More Network Configuration
Other network changes we need to implement are…
Enable vMotion service on vmkernel vmk0
Increase MTU to “1600” for the standard switch, vSwitch0. This is required for the NSX-T geneve overlay. More on that later.
Change “VM Network” portgroup VLAN ID to “1”.
Create a new port group called “nested-trunk” with a VLAN ID of “4095”. VLAN 4095 indicates that it is a VLAN trunk. Our nested ESXi hosts nics will connect to this port group. Will explain this further later.
Create a new port group called “nested-management” with a VLAN ID of “10”. This port group will be used by jumps to have access into the nested environments.
Port groups view for vSwitch0 should now look like the following…
Repeat same for each NUC ESXi host.
As always there are options…
First option is vSAN. While vSAN can run with 3 nodes (or 2 with a witness), 4 is highly recommended. At present I only have 3 NUCs. Plus, there is a substantial memory overhead of running vSAN. Read more here on the memory overhead. On top of that, my NUC’s only have a single 1GbE nic each so running vSAN would not only have a memory impact but also on available network bandwidth. Alas I didn’t opt for vSAN for my physical environment.
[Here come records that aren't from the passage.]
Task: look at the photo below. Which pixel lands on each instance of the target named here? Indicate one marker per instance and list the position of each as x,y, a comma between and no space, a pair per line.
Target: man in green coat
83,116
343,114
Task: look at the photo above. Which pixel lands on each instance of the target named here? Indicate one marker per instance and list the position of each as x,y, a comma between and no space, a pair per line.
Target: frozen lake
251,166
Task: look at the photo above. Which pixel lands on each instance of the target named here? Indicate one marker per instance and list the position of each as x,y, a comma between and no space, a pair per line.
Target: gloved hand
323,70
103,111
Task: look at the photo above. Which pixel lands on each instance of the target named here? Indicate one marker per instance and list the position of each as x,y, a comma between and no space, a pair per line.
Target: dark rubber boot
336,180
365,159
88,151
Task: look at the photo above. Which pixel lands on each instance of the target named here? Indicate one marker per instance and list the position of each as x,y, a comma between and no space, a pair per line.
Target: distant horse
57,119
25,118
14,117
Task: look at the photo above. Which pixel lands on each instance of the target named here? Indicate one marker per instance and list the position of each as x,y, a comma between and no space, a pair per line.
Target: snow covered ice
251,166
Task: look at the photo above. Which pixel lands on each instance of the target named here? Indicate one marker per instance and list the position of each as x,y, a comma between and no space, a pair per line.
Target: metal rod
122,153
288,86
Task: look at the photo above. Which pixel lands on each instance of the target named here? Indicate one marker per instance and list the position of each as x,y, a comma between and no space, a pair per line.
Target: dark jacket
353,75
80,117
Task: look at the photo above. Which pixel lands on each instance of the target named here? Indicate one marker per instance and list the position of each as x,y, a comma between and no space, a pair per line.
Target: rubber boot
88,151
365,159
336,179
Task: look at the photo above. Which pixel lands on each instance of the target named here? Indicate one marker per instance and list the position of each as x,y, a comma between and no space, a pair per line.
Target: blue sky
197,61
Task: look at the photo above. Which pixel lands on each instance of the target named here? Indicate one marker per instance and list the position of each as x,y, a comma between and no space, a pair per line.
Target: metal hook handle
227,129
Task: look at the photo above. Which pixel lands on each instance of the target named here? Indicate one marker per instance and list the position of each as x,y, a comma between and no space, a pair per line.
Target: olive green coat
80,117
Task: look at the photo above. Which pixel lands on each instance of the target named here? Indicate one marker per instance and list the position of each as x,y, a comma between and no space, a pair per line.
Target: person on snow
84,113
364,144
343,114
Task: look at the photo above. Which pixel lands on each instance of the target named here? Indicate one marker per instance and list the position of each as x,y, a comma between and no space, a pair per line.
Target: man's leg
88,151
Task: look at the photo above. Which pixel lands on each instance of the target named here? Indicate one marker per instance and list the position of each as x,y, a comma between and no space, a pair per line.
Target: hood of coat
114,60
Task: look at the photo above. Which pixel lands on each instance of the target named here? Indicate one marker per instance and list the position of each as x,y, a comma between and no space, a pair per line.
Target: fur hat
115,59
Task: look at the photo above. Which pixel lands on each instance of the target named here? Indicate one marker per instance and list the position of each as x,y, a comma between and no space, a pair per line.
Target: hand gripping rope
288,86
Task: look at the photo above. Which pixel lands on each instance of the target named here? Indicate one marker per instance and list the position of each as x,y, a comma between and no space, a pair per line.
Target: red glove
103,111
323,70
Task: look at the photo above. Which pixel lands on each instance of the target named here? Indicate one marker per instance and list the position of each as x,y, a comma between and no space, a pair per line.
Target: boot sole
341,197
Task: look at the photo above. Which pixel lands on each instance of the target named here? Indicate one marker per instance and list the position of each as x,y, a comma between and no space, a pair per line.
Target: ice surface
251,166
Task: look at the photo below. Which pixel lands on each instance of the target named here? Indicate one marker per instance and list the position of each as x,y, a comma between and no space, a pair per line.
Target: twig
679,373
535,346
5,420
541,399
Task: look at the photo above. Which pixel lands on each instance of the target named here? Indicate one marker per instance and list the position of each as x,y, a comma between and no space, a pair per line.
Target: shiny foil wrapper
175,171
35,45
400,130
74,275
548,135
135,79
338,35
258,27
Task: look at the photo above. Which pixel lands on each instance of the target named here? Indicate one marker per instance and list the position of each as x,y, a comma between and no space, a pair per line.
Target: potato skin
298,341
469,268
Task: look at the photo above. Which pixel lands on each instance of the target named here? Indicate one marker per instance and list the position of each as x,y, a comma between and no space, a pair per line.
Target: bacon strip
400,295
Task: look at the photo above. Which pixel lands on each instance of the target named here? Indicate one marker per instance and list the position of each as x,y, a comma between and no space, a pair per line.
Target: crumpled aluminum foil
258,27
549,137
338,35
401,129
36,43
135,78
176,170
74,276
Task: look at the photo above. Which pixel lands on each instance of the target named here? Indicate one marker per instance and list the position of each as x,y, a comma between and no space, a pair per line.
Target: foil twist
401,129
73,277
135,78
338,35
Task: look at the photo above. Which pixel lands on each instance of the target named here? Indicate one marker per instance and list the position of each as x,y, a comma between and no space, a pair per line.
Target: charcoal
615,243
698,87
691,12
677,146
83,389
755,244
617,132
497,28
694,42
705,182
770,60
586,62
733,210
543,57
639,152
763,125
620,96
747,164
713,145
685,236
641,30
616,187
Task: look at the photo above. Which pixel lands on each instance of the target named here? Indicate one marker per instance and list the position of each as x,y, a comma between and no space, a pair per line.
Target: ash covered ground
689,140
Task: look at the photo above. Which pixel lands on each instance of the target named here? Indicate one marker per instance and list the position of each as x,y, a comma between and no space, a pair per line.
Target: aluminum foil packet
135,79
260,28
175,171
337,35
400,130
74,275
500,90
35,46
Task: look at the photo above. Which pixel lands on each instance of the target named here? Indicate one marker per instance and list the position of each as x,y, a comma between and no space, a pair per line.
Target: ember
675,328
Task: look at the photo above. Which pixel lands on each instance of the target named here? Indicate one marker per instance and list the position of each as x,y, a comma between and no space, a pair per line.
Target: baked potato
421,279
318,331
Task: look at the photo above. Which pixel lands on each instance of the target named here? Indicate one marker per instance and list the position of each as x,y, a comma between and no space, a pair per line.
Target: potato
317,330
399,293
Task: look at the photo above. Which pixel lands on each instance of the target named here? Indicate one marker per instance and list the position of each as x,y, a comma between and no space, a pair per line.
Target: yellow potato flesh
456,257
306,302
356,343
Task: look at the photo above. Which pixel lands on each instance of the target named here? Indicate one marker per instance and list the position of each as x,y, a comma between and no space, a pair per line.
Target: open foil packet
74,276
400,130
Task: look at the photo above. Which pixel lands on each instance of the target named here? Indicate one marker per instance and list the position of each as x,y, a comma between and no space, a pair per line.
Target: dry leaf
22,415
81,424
Second option is to use external storage such as a NAS serving NFS. While I do have an external NAS, my NUC’s only have a single 1GbE and didn’t want to have the overhead of NFS on the network for the physical hosts.
Third option is to use local storage and create a vmfs datastore on it. I have 500GB M.2 SSDs in each of my NUCs on which created vmfs datastores. The limitation to this is that it is not shared storage and alas can’t do DRS. I don’t see this as a huge negative as I have very few VM’s on the physical ESXi hosts and have no issue balancing them manually as vMotion and storage vMotions are still possible.
Transparent page sharing, TPS, in short is a memory management enhancement / reclaiming technique that was disabled in 2014 due to security concerns raised in a paper. Read more here. For home lab environments due to the typical lack of memory, majority of homelabers (is that a word?!) re-enable TPS on each host by setting Mem.AllocGuestLargePage=0 and Mem.ShareForceSalting = 0 in Advanced System Settings. When our nested ESXi hosts are up we will do same there.
That completes today’s installment. Retrospectively, the network layout should probably have been discussed in more detail up front. I will be covering it in an upcoming post. Sorry about that. Lesson learnt.